Even though life has slowed down due to the virus, my mind is always racing, I am always thinking of things I should do or perhaps more accurately, should be doing. I recall years ago a friend saying to me, "I've never known anyone who has a head full of lists like you do."
It's not only lists but questions: what will happen next? what if things don't go as I had hoped? what if that person doesn't like what I sad? I am always in my head: thinking, hypothesising, pondering. Whilst it can sometimes be helpful, too much of it can be stressful.
We have all heard of mindfulness and one definition is "the practice of paying attention in the present moment".
Today whilst collecting salad leaves, I realised how such simple actions can have such a calming effect.
The leaves are delicate so rather than pulling them, I cut them with some scissors. There are no time pressures so I take my time. The doors to the greenhouse are closed and there is no sound, it is calm. I find myself not thinking but just doing, entranced by the moment I am in. Perhaps I am trapped in the miracle of growing food from seed.

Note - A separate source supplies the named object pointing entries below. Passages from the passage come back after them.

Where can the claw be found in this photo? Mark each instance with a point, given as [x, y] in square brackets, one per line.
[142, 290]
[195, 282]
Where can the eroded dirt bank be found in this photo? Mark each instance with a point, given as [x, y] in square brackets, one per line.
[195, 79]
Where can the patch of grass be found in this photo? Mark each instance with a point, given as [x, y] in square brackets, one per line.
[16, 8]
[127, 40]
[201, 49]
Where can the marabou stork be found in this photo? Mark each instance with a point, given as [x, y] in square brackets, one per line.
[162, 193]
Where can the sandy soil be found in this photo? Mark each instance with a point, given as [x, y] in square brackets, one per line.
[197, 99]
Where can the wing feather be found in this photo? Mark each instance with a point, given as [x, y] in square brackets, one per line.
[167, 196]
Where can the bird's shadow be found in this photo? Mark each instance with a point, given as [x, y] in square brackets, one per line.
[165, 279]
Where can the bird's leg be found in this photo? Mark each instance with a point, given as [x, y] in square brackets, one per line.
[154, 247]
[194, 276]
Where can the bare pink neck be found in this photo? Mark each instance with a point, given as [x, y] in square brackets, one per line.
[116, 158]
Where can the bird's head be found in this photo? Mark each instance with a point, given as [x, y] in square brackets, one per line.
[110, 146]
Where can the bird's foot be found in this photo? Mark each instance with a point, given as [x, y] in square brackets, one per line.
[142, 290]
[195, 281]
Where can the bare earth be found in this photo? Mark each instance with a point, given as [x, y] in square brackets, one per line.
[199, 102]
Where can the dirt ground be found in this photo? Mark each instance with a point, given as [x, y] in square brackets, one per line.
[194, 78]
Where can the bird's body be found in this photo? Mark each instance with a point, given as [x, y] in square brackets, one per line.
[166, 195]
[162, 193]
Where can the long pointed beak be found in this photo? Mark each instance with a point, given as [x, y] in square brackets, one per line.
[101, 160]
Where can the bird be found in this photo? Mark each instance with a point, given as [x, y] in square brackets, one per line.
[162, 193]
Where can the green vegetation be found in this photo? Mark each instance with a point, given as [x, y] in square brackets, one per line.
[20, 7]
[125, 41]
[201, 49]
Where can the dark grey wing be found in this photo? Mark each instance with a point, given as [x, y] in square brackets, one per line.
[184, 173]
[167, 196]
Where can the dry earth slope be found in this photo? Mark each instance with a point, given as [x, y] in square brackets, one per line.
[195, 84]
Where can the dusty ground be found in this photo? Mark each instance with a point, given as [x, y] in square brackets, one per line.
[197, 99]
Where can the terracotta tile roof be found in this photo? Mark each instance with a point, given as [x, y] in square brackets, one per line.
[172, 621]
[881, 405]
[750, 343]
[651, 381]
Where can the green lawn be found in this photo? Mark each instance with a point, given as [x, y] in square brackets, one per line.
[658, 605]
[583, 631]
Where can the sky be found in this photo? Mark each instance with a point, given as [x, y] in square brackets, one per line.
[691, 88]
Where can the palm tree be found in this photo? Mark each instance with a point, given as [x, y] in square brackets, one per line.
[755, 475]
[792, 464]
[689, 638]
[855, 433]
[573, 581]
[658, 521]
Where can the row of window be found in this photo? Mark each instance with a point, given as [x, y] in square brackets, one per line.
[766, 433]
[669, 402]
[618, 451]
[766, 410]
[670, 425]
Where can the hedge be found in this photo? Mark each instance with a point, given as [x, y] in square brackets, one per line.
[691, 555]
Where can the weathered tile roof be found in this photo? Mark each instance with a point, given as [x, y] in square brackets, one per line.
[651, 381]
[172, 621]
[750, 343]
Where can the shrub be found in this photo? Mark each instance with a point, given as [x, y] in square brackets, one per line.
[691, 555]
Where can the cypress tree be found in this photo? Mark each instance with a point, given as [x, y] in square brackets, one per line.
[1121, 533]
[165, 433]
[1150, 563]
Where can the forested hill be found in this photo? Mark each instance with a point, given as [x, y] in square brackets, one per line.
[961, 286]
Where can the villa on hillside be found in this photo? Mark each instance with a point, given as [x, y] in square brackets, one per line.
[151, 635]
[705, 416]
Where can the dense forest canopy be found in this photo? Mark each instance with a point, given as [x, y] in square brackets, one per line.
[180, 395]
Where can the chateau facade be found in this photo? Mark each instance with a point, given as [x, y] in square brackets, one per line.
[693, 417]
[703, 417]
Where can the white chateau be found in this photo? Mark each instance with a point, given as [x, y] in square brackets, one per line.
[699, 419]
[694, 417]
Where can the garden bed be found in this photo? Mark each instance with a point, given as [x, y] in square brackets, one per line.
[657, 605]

I feel happy knowing that the farm is gentle to nature. The soil is dark and I see some worms wriggling around. It makes me happy.
I turn to the radishes. As I pull them from the ground, the rich soil clings to their pink body. It makes me happy.
It's strange to realise that sometimes it's the simple things that can make the biggest impact and spending time in nature and greenery can help us do this without even realising.